My preference for tmux is solely based around Brian's book. It was the first time that I actually "got" terminal multiplexing.


Going to once again pimp this book and it's delectable goodness. It's a wonderful book, well written, clear, concise, and in just a few pages, gives you a lot to work with. Highly recommended.

http://pragprog.com/book/bhtmux/tmux


Looked at the book.

We had an article recently about (technical) books being blown up to fill pages - this obviously wasn't.

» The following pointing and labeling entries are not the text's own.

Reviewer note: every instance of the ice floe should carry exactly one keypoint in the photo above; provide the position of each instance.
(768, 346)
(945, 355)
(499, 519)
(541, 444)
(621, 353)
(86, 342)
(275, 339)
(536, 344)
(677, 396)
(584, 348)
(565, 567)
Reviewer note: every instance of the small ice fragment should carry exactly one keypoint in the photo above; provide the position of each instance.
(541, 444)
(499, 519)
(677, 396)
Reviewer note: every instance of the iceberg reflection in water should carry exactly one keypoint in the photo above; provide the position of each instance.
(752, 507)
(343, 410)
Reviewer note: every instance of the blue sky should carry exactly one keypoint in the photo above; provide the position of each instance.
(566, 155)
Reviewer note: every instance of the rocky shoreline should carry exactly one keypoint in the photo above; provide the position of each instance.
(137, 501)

I don't doubt that this might be a great work, but I have to admit that I felt the '88 pages?' thought coming up. The price isn't too bad. I just found out, while checking out the pragprog site, that I fell for the 'Seems thin' thing. Maybe a conditioning I need to correct - I don't know.


They aren't really competing products. Tmux is a Screen rewrite. Screen isn't going to be receiving major revisions going forward, it's (supposedly, I don't play with that code) in an unmaintainable state. That's the only reason tmux was ever created.


No necessarily. There's also the licensing issue. tmux is BSD and screen is GPL. There's a lot of Linux-BSD kerfuffles over the licensing differences.


Less lag in tmux than screen, in my experience.


Can someone please explain why dynamic DNS, port forwarding and SSH tunneling involved when attaching to the same session?

I just fired up two instances of Putty and see my keystrokes replicated within a second.


Are you in two separate locations connected to two different networks at the same time? The author is talking about telecommuting. Sure dynamic dns is not needed but timsbox.dyndomain.com is a lot easier to work with than whatever IP he has today.


Ah I see now, thanks. You don't need any of this though if you have a dedicated development/staging server, which is I prefer.


also the IPs will change over time. The dynamic DNS will not.


Does Mosh (posted yesterday) support multiple connections? I know it can suspend resume like screen/tmux. Seems like it would be preferable if it does.


``Mouse free environment'' is a retarded concept.

And that book doesn't understand anything about tmux and why it came about.


Sounds implied you do understand it better, so don't keep it to yourself.

Also, mouse-free environment is not just a concept, and most certainly not retarded. Care to elaborate why you think that?


What's wrong with striving for a more 'mouse-free environment'?

And what about 'tmux and why it came about' is missing from the book, in your opinion?